The attack was carried out by 19 Islamic terrorists from Saudi Arabia and several other Arab nations. A terrorist is someone who uses violence against the law in order to influence or resist a government. Acts of terrorism are meant to instill a sense of fear in those who witness them.

 

To be Islamic means to follow Islam, a religion teaching that Muhammed is a messanger of God. Followers of the Islamic faith are called Muslims. Over 3 million Americans are Muslim, according to the Pew Research Center.

 

I want to emphasize here that in no way is the Islamic faith associated with terrorism. Anyone with whatever particular viewpoint can carry out a terrorist attack. Those involved in the September 11 attack happened to be Islamic. According to another Pew Research poll, there are nearly 2 billion Muslims in the world as of 2015, accounting for nearly 25% of the world’s population.

 

And while I could spend time recounting the events to you and the people involved and the great, great tragedy, I will pause here. I will note our nation’s occupation of Afghanistan for 20 years, ending only recently on August 30, 2021, as all U.S. forces were withdrawn from the country, marking the end of Operation Enduring Freedom.

 

Instead of going detail-by-detail and risking losing the message, the takeaway... I will ask you this:  

 

What do you do with all that hurt? 



A close friend of mine named Marcie was in New York City at the time. Marcie is a children’s book author. She has a brand new nonfiction picture book called Survivor Tree. It’s about a tree that stood beside the towers and was buried in their rubble. But it’s also about surviving. 

 

In her author’s note, Marcie writes, “I was a teacher on September 11, 2001. As the day’s events unfolded on our classroom television, I was asked questions by thirty-five high schoolers. My only answer: “I don’t know.” The blue early-morning sky had turned into a violent absence of color as gray ash brutally blotted out Lower Manhattan--a shift that haunted me long after the event, as did the many questions that I couldn’t answer. It felt as if color might never return.”

 

In that time where others felt as if color might never return, many mourned for those lost in the attack.  

 

Many gathered to pray and to support and to share resources and to rebuild. Many were angry and many wanted to retaliate.  

 

Some did, in whatever way they could. Some of these retaliations were on innocent people. People who observed the same religious practices as those men. Or were from the same part of the world as those men. Or who dressed or talked or looked or resembled, even slightly, those men. 

 

 

 

 

And when they did, their generalizations became hate and anger and violence. There were acts of Islamaphobia, the ​​dislike of or prejudice against Islam or Muslims, especially as a political force.

 

There were acts of xenophobia, the dislike of or prejudice against people from other countries.

 

Like the aftershocks of the attack, there are still echoes of these harmful responses today.

 

But there is also rebuilding and restoring. 
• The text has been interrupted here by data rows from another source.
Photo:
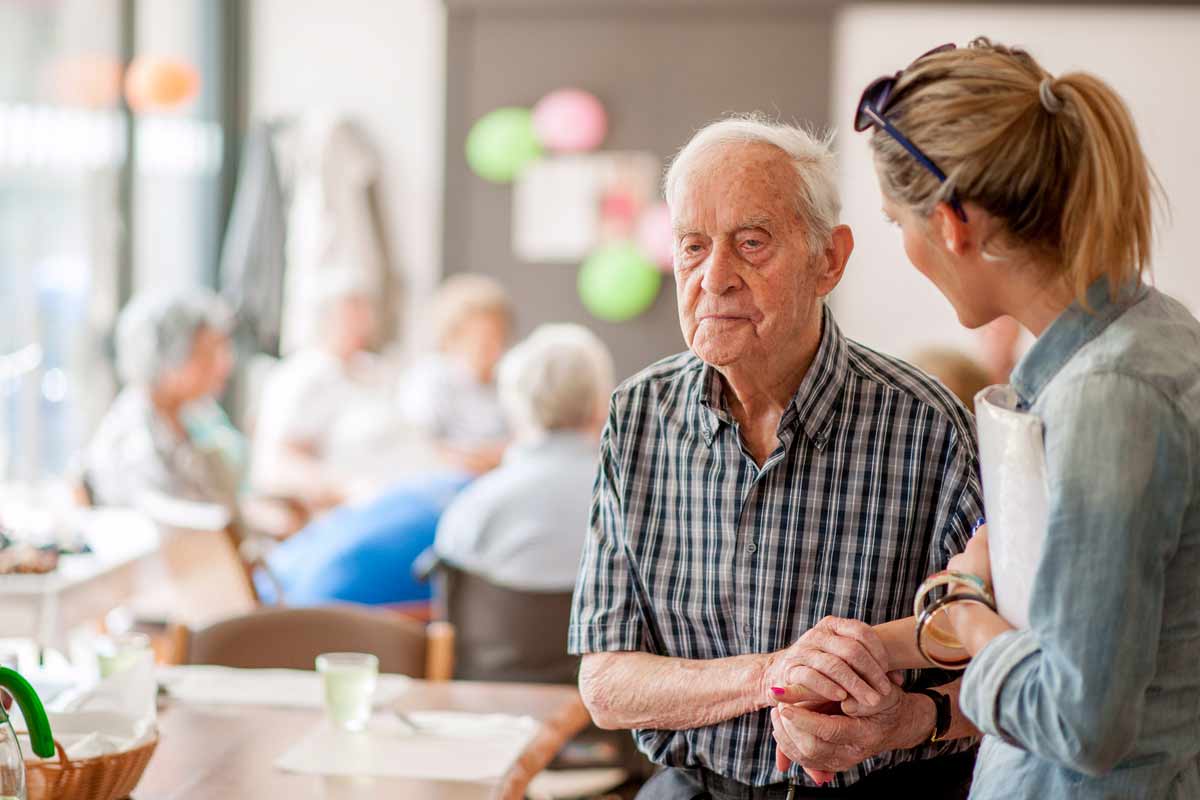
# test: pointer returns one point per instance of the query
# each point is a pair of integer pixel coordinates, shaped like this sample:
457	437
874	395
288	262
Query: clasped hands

A memorial now stands at One World Trade Center where the towers once stood. The survivor tree is there. As are the survivors. And the children and family and friends and classmates of the survivors. 

 

And for some or maybe many, some of the color is beginning to return. It returns in the form of books and art and businesses and music and community and unity and action and justice. That we may never forget what happened on September 11, 2001 in hopes that it may never happen again.  

 

I’m Matthew. And this is Worth Noting.